«Из-за глухонемоты серых портьер…»
Из-за глухонемоты серых портьер, це-
пляясь за кресла кабинета,
Вы появились и свое смуглое сердце
Положили на бронзовые руки поэта.
Разделись, и только в брюнетной голове чер-
епашилась гребенка и желтела.
Вы завернулись в прозрачный вечер,
Как будто тюлем в июле
Завернули
Тело.
Я метался, как на пожаре огонь, ше-
пча: Пощадите, не надо, не надо!
А Вы становились все тише и тоньше,
И продолжалась сумасшедшая бравада.
И в страсти и в злости кости и кисти на
части ломались, трещали, сгибались,
И вдруг стало ясно, что истина –
Это Вы, а Вы улыбались.
Я умолял Вас: «Моя? Моя!», вол-
нуясь и бегая по кабинету.
А сладострастный и угрюмый Дьявол
Расставлял восклицательные скелеты.
«Вы бежали испуганно, уронив вуалетку…»
Вы бежали испуганно, уронив вуалетку,
А за Вами, с гиканьем и дико крича,
Мчалась толпа по темному проспекту,
И их вздохи скользили по Вашим плечам..
Бросались под ноги фоксы и таксы,
Вы откидывались, отгибая перо,
Отмахивались от исступленной ласки,
Как от укусов июньских комаров.
И кому-то шептали: «Не надо! Оставьте!»
Ваше белое платье было в грязи,
Но за Вами неслись в истерической клятве
И люди, и зданья, и даже магазин.
Срывались с места фонарь и палатка,
Все бежало за Вами, хохоча
И крича,
И только Дьявол, созерцая факты,
Шел неспешно за Вами и костями стучал.
«Сумасшедшая людскость бульвара…»
Рюрику Ивневу
Сумасшедшая людскость бульвара,
Толпобег по удивленной мостовой,
Земля пополнела от июльского жара,
Колоратурен и дик миговой
Моторов вой.
Толпа гульлива, как с шампанским бокалы,
С немного дикостью кричат попури,
А верхние поты, будто шакалы,
Яростно прыгают на фонари
И эспри.
Отрывные звуки, и Вы с плюмажем
На веранде в манто пьете мотив.
У вас чьи-то черепа за корсажем.
Небо распахнулось, как дамский лиф,
Облачные груди раскрыв.
Длиннеет… Свежеет… Стальной полосою
Ветер бьет в лица и в газовый свет,
И над бульваром машет косою,
В гимнастный костюм одет,
Плешивый скелет.
«Я осталась одна и мне стало скучно…»
Я осталась одна и мне стало скучно…
Около лежал мой двухнедельный ребенок…
Было октябрьски… Разноцветились юбочки-тучи,
И черти выглядывали из под кучи пеленок…
И мне стало истерически скучно и печально…

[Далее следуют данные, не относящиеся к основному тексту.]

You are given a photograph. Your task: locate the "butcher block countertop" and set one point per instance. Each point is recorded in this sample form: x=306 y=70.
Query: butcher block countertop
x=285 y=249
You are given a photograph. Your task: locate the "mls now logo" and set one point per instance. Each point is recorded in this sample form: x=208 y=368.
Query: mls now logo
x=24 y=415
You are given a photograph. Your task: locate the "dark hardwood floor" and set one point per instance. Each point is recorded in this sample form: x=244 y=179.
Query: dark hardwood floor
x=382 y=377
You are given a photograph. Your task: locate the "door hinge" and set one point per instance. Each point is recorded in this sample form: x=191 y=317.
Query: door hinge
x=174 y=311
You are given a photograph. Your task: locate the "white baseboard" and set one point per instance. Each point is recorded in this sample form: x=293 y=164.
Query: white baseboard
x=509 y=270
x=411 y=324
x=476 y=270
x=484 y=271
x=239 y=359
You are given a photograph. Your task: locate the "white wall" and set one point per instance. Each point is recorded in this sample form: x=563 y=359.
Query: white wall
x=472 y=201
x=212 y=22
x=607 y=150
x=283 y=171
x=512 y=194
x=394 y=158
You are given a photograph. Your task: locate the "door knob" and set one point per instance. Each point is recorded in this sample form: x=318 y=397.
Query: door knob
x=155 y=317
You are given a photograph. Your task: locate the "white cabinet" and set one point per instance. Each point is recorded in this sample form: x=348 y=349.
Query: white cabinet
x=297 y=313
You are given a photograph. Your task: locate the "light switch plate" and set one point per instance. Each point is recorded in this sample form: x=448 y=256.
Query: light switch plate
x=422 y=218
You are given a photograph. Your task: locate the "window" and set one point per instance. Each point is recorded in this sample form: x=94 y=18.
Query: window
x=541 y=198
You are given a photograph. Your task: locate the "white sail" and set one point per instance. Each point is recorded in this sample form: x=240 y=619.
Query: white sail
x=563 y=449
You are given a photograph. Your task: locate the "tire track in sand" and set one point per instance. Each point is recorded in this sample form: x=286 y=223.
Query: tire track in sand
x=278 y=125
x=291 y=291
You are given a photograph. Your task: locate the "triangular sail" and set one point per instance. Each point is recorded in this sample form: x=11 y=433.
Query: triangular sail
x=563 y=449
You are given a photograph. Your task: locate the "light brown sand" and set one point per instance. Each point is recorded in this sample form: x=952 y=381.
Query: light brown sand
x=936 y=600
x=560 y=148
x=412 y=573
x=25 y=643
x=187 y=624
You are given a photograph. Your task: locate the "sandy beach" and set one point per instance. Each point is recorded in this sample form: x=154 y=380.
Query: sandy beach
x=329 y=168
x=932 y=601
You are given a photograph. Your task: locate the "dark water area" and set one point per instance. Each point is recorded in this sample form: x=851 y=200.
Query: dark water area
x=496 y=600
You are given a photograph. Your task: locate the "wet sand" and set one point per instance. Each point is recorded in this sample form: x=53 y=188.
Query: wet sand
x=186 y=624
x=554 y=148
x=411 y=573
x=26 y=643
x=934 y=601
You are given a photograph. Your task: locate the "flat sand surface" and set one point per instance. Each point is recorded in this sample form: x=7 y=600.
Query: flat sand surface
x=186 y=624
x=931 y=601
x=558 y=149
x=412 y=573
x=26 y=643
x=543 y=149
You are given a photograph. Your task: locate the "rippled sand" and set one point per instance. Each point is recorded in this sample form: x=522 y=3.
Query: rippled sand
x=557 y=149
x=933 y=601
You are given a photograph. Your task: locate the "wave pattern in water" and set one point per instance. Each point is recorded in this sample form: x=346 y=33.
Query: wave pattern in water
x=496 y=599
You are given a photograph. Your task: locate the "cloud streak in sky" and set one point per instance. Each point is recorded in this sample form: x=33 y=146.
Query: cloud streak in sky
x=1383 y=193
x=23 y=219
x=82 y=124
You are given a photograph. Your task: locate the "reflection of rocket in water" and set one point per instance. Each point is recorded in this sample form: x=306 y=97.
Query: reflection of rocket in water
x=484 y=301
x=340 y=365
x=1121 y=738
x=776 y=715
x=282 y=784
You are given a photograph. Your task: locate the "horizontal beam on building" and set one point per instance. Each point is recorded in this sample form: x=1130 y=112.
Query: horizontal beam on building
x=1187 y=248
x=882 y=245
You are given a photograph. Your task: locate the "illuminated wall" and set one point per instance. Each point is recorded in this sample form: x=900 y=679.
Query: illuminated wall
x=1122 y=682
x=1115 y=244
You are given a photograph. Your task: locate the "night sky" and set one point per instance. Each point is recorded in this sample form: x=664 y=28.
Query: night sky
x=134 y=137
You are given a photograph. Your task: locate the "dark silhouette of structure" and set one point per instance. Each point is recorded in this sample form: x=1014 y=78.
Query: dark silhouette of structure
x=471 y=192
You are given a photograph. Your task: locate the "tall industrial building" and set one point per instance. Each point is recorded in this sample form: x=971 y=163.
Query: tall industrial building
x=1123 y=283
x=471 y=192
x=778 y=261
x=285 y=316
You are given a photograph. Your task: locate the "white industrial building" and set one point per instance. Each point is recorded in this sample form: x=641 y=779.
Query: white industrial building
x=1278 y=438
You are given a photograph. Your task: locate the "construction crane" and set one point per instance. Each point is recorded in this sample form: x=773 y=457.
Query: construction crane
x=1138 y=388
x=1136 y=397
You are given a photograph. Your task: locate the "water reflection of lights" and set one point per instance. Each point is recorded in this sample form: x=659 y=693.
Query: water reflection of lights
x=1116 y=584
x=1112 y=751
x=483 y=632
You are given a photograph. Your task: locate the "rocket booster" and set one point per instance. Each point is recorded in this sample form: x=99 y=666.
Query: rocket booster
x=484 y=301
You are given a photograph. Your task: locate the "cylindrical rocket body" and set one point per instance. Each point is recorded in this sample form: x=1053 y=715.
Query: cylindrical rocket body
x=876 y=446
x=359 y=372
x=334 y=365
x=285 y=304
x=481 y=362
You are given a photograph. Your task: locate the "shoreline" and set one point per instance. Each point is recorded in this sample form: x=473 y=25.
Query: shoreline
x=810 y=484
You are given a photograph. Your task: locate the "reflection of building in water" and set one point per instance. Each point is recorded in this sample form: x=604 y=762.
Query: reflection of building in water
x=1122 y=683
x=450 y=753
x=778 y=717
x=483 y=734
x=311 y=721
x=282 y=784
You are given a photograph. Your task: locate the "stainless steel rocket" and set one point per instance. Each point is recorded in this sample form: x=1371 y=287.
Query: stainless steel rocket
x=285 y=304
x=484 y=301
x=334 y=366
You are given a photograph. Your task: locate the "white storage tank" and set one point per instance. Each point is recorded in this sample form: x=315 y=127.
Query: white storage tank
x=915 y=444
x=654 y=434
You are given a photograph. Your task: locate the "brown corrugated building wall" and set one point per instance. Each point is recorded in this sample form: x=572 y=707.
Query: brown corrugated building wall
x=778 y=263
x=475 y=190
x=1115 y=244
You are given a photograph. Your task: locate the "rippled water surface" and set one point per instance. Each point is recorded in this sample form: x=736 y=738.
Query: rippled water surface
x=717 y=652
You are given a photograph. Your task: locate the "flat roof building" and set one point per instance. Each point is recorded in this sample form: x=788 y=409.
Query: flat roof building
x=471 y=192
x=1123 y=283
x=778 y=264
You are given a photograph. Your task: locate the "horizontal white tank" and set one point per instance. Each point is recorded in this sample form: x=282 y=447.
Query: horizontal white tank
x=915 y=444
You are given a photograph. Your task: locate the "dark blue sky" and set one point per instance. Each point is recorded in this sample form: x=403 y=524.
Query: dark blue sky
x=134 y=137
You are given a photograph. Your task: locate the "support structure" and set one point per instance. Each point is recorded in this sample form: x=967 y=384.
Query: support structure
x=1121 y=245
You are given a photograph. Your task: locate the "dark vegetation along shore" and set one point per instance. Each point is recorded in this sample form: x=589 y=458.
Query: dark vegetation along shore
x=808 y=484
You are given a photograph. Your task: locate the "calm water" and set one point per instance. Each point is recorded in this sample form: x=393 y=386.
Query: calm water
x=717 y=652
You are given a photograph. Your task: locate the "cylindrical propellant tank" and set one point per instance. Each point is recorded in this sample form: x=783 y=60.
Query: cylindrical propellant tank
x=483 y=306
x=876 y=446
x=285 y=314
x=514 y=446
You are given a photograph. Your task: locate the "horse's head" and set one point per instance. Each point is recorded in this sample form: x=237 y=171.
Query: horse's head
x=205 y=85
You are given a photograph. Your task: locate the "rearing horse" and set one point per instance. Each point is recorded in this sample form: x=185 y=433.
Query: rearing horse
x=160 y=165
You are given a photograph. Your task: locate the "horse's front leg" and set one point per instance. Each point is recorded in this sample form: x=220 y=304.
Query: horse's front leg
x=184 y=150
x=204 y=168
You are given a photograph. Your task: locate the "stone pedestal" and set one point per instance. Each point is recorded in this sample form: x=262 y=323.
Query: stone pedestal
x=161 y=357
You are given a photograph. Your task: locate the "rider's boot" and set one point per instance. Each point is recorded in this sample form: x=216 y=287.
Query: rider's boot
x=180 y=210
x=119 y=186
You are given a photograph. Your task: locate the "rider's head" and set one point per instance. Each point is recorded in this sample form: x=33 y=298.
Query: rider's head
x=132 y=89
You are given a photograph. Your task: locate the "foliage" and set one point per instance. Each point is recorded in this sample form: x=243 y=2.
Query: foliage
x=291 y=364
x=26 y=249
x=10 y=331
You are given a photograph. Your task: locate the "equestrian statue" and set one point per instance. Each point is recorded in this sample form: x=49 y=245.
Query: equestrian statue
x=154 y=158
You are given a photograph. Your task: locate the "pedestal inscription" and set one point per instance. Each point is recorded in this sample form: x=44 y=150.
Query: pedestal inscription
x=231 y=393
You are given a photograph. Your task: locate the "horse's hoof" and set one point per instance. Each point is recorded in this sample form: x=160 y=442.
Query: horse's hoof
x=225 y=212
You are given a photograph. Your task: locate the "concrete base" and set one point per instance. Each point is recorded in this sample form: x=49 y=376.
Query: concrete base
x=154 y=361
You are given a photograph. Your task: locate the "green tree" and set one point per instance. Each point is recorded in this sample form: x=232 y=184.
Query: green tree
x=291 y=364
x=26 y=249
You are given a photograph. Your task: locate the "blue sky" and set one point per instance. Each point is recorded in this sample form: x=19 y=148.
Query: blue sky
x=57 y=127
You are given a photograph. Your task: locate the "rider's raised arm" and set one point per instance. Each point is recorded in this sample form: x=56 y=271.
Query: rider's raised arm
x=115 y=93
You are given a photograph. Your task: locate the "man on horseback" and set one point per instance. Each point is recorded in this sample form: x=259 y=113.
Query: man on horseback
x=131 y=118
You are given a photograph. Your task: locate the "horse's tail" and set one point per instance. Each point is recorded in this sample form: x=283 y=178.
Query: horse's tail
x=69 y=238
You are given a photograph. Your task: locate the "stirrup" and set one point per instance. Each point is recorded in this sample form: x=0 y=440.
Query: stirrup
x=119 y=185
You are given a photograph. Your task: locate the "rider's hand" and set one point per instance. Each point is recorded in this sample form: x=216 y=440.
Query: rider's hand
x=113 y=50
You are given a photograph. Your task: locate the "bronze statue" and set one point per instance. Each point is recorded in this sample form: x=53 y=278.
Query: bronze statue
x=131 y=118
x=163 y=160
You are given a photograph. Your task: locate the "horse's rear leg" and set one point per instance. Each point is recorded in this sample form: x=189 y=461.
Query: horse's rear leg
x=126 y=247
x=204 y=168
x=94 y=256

– (Ах, почему Вы не понимаете, что такое тоска?!) –
Я от боли утончилась и слегка одичала,
И невольно к подушке протянулась рука.
И вот этою самой голубой подушкой
С хохотом я задушила ребенка…
Я помню его торчащие уши
И то, что из прически выпала гребенка.
Подошла к окошку, побарабанила звонко,
Улыбнулась в прыгнувший ветер, в стужу,
Подошла к висячему телефону
И обо всем сообщила удивленному мужу.
Подмигнула чертям на электролюстре,
Одела серое платье, чтоб быть похожей на тучи…
Вы понимаете, что все это было от грусти!
Отчего же врачи говорили про патологический случай?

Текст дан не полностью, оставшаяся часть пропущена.